Wednesday, September 10, 2008

TheWorkaholic

My name is Tony and I am a workaholic. There you go, the first step is the big one, the admission that there is something wrong with me. Now I’ve gone that far I guess I should explain myself.

A couple of days back I made the declaration that I was not going to post a blog until the middle of the week and all would be explained at that time. This is now the time to take that next step.

I consider myself a person of moderation in most things, except for some strongly held opinions which you have had the misfortune or otherwise to share with me in this column. I noticed that not everyone works like me, and thought that entirely natural, after all each of is built differently. In fact I think I’m lazy, and never doing enough to justify any kind of hard working description.

My grandfather Gershon worked hard, “like a donkey” my father used to say of his father. Sometimes 18 to 20 hours a day, every day for years too numerous to bear, almost dancing up and down the hard floor of his little room as a tailor’s presser in Soho’s D’arblay Street he strived to look after his family for year after year of unrelenting effort. I remember watching him as a young boy as he worked himself into his early grave. Despite his almost superhuman East European strength eventually the never-ending work took its toll on this pocket dynamo.

That was hard work, but it was my late father, Michael, who really worked hard. I never saw anyone start earlier or work later than him, and although he worked with his brain and not his brawn it was no less hard. Of course they also had something else in common, these two wonderful men who were so different in many ways; they both died too early.

So when my wife, kids, friends and even strangers started to tell me I was working too hard I, being the son of my father, at first took no notice. To me writing a book or a blog or working on a film script is pleasure, not pain. It just doesn’t seem like work. A phone call about a deal is like a stroll in the park, and doing a bit of research on the net or handling my e-mails is mostly fun and a pleasure. I’m happy working on my laptop during the evening. I am keen to be in contact on my BlackBerry most of the time.

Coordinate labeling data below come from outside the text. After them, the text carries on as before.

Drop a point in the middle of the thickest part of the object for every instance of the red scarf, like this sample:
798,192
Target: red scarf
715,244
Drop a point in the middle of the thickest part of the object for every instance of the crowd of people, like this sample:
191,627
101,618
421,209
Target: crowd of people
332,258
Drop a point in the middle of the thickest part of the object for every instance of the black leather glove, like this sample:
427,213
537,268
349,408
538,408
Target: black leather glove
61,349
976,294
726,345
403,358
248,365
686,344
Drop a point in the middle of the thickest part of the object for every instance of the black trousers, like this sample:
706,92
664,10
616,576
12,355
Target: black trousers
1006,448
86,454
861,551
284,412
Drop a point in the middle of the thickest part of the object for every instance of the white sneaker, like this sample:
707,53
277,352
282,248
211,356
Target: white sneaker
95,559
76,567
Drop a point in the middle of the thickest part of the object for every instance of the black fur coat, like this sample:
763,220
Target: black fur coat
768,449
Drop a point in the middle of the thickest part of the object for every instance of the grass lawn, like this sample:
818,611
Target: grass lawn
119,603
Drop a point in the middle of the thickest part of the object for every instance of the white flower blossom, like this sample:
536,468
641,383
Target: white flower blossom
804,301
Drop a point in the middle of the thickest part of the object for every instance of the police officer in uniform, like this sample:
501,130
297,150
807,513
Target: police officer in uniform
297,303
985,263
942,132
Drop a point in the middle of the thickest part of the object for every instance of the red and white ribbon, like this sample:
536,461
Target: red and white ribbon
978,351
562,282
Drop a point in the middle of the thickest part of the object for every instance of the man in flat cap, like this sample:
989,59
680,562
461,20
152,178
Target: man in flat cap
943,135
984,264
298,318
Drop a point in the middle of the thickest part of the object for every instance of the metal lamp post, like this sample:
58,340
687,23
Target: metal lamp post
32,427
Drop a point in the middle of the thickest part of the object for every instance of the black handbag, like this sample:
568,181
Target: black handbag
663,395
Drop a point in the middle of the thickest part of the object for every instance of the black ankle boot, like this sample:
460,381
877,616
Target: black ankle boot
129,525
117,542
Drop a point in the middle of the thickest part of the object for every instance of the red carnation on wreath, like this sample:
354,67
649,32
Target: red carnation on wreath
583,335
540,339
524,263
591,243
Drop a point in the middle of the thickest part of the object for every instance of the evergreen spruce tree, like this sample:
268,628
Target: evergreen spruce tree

Then it dawned on my, I have become a workaholic, I never stop working, or thinking about work, or writing, or doing deals. This became obvious to me when I intentionally cut back on my workload and felt withdrawal symptoms that were almost physical.

As a result I decided to see if I could turn off all my machinery before and after office hours and to intentionally not post these columns for a couple of days.

The world didn’t come to an end, it still revolves, and apart from a few kind souls worrying if I was OK because they had come to anticipate my columns every day, everyone and everything survived.

This has taught me to attempt the previously impossible, to try and do a little less working and a little more living. I trust you will all agree that this is the right way for a now admitted workaholic to go.

I suspect that I am not alone as a workaholic; I think that there are people reading this column who could learn from some of my mistakes and who would benefit from a spot of rest and recreation. Spoil yourselves; you’re only on this planet a very brief time.